Pakistan’s foreign exchange reserves held by the State Bank of Pakistan (SBP) have exceeded the December 2025 level, rising above $15.8 billion after the receipt of $1.2 billion from the IMF under the Extended Fund Facility and the Resilience and Sustainability Facility and continued purchases from the foreign exchange market.
In an analyst briefing following the Monetary Policy Committee meeting, the SBP Governor Jameel Ahmed said reserves had crossed the targeted level of $15.5 billion by December 2025 despite subdued net financing inflows.
Looking ahead, the SBP expects its reserves to increase further to $17.8 billion by June 2026, assuming the timely realisation of planned official inflows during the second half of the fiscal year.
The SBP governor said that government inflows are expected to strengthen between January and June FY26. As of December 12, official inflows amounted to $2.1 billion, including the IMF disbursement.
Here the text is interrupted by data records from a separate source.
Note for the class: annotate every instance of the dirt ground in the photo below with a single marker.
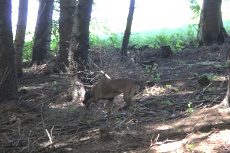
(173, 112)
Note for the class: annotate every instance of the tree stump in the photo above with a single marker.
(166, 51)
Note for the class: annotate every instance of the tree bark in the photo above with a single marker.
(67, 8)
(79, 42)
(211, 25)
(20, 35)
(125, 42)
(43, 32)
(79, 45)
(8, 79)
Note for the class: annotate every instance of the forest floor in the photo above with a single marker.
(173, 113)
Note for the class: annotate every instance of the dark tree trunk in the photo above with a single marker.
(125, 42)
(8, 79)
(43, 32)
(67, 8)
(20, 35)
(211, 24)
(79, 45)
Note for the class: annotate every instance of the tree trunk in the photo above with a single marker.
(211, 24)
(43, 32)
(125, 42)
(8, 79)
(67, 8)
(79, 45)
(20, 35)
He said the remaining planned inflows are projected to be realised over the coming months.
On the external account, the governor said Pakistan’s total debt repayments for FY26 are estimated at $25.8 billion, of which $9.7 billion has already been paid or rolled over. The remaining net repayments for the rest of the fiscal year stand at $6.9 billion, excluding any future rollovers.
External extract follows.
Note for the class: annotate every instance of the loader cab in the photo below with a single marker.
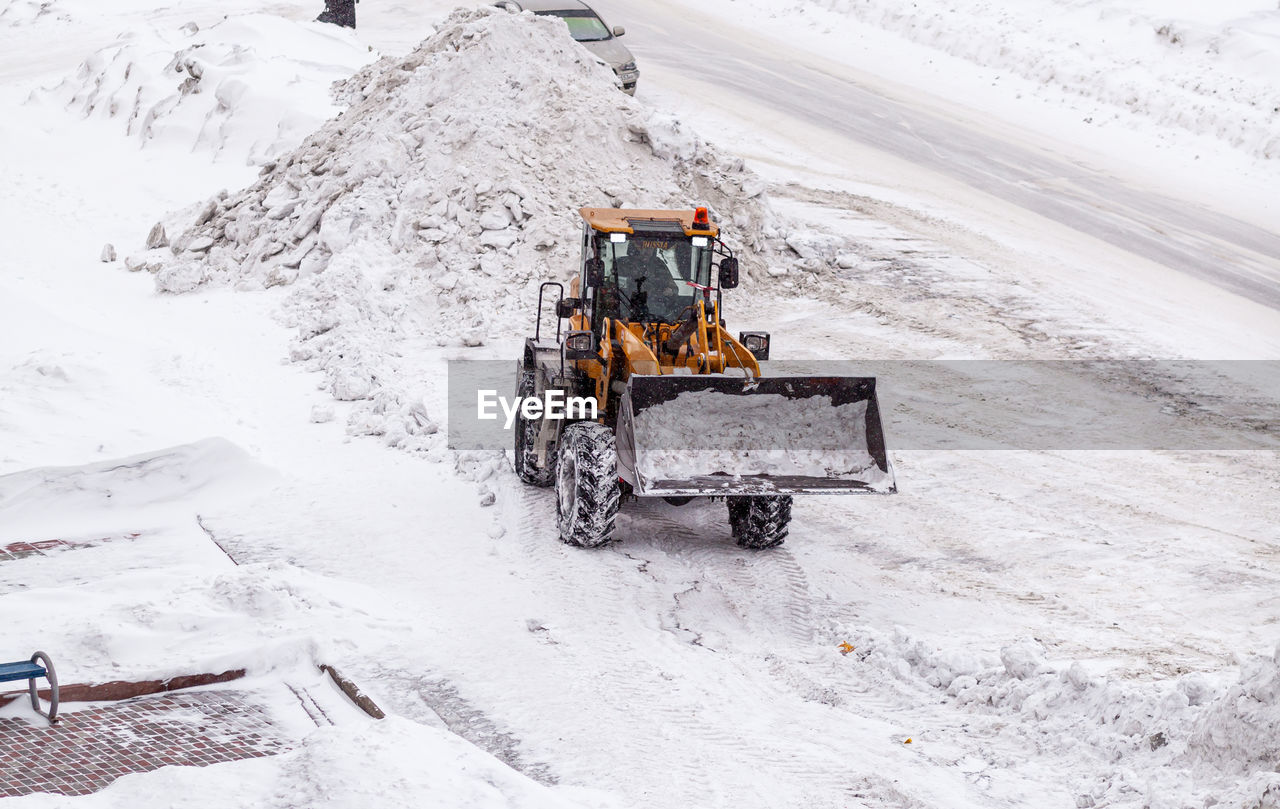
(647, 266)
According to Topline Research, the SBP governor noted that foreign exchange interventions remained relatively low during the first two months of FY26 but increased in subsequent months, approaching the average level seen last year.
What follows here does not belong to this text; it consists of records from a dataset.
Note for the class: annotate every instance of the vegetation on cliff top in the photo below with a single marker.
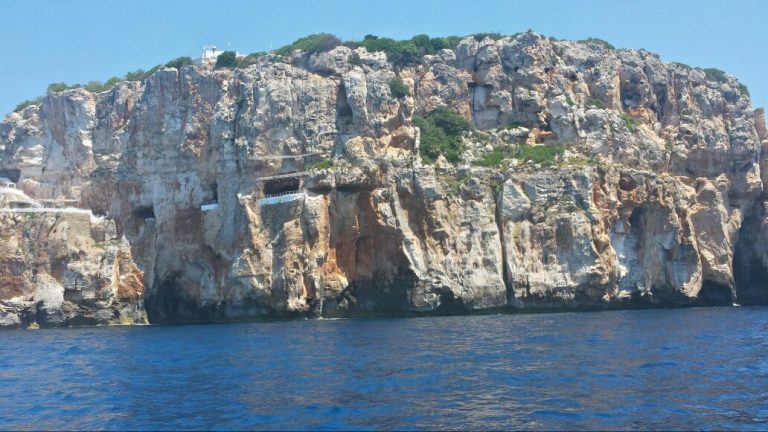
(544, 154)
(397, 88)
(313, 43)
(441, 133)
(227, 59)
(399, 52)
The Monetary Policy Statement showed that broad money (M2) growth accelerated to 14.9 percent as of November 28, driven mainly by higher net budgetary borrowing from the banking system. Private sector credit increased by Rs187 billion during July–November, led by borrowing from sectors such as textiles, wholesale and retail trade, and chemicals.
Consumer financing, particularly auto loans, remained firm amid easing financial conditions, improved sentiment and macroeconomic stability. On a year-on-year basis, however, private sector credit declined by 0.3 percent due to a high base effect linked to unusually strong credit growth in the second quarter of FY25.
On the liability side, currency in circulation remained broadly stable, while higher deposit growth resulted in a moderate decline in the currency-to-deposit ratio.